Founder:
Rachel Carlson, Co-Founder and Chief Executive Officer
Venture:
Guild https://www.guildeducation.com/
Meet Rachel and Guild here:
Venture Description:
Guild is a “Career Opportunity Platform” that provides a space for employers to design and deliver meaningful, mutually beneficial educational opportunities for their employees. Guild is a one-stop shop for enabling access to personal and professional learning programs for teams and simplifies the often onerous task of providing education benefits in the workplace. Guild works with employers to build impactful educational programs for their staff, identify relevant certificate and degree programs, and provide ongoing support for employees through one-on-one career coaching. This organization was built out of a desire to “provide every employee access to learning and career growth, drive meaningful business outcomes for employers, and streamline the historically cumbersome administration of education benefits.” Current clients include the Walt Disney Company, Walmart, and Discover.
Founder Bio:
Rachel Carlson completed an MBA and an MA in Education at Stanford University and went on to work for organizations such as American Honor (an organization that coaches college students), a couple of large consulting firms, and the Obama Administration. She also created an app called Student Blueprint while at Stanford to help college students find jobs. In 2015, she co-founded Guild with a classmate, and by 2019 the company was valued at 1 billion dollars. Rachel clearly is invested in education and has done an incredible job building Guild into the platform it is today, which is now seen as making a huge difference in many lower-income workforce communities (see this article from Time Magazine, including Guild in their list of top 100 influential companies in 2022). The Executive Leadership team has an incredible amount of relevant, credible expertise.
Reflections:
What I like most about Guild is its scalability, and its potential to make a huge impact across a huge demographic. I think Rachel saw a gap in workplace training and education-benefits, and quickly capitalized on it. Guild has worked with over 310,000 employees to help “build a more equitable workforce” and likely has made a significant impact in many workplace communities. Their target clients are large American corporations, so though the scalability is pretty impressive, it would be neat to see Guild support or sponsor programs for smaller organizations that also have employees in need of upskilling and career development.
Sources:
https://www.guildeducation.com/
https://time.com/collection/time100-companies-2022/6159465/guild-education/
https://en.wikipedia.org/wiki/Rachel_Romer_Carlson
The idea of debt-free education is INCREDIBLY important in America, especially given the cost of education is so much higher in the States compared to Canada. Couple that with the need for ongoing/lifelong education, and you definitely have a winner here. She also stated the added value of workers wanting to work at ‘low-skill’ jobs – now I have a reason to be a motivated employee at Walmart if they are supporting me to get training/certificate for a better job!
I think Rachel is a great role model as an entrepreneur. She seems authentically invested and motivated in her venture, and since she has experience with obtaining higher education she clearly has an understanding of some of the barriers that students encounter. Her idea is a fantastic solution to begin to meet an obvious need, so I can see why she has obviously been making great connections with the right people leading to features in Time and on CNBC.
I think Rachel found a real need in the skills/training and education that is needed in the workplace.

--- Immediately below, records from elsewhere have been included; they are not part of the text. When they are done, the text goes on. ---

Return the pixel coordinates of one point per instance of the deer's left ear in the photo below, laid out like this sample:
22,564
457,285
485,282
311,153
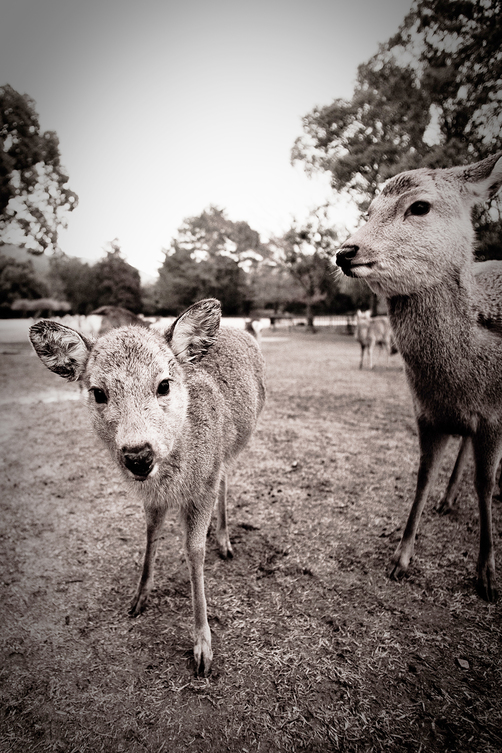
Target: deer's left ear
194,331
483,179
62,349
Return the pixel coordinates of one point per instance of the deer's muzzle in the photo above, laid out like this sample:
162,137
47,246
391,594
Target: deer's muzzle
139,460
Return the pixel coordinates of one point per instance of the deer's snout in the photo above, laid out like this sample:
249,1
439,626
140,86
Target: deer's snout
345,256
139,460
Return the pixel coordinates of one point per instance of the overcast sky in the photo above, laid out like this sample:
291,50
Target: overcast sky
163,108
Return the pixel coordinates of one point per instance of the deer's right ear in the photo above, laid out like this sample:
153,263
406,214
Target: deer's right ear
62,349
484,178
194,331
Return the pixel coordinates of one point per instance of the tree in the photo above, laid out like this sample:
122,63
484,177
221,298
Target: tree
34,192
75,281
308,250
211,256
429,97
18,280
117,283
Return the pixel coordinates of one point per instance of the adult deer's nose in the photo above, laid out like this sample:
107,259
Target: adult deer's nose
139,460
344,257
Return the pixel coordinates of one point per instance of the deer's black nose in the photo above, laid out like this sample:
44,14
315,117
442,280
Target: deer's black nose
139,460
344,257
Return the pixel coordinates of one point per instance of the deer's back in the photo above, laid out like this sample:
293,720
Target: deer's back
233,371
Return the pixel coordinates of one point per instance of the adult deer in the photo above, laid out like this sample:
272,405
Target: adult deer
175,410
417,250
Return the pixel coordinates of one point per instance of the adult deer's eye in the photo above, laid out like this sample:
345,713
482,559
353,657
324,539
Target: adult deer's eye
163,388
419,208
99,395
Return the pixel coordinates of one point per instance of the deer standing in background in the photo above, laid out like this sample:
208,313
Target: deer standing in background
417,250
371,331
175,410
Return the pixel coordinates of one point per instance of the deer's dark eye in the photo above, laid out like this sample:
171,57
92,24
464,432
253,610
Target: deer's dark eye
99,395
418,208
163,388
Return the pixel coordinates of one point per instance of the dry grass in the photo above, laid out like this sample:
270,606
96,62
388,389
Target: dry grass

As companies struggle to find employees, having a program that attracts high quality applicants is both a benefit to the employers as well as employees who desiring affordable education and training. The employers ensuring the growth of these employees in their upscaling programs benefits the company in the short term and long term growth. Rachel demonstrates not only her motivation in developing a large-scale company, but also her willingness to share these program benefits in low-income communities.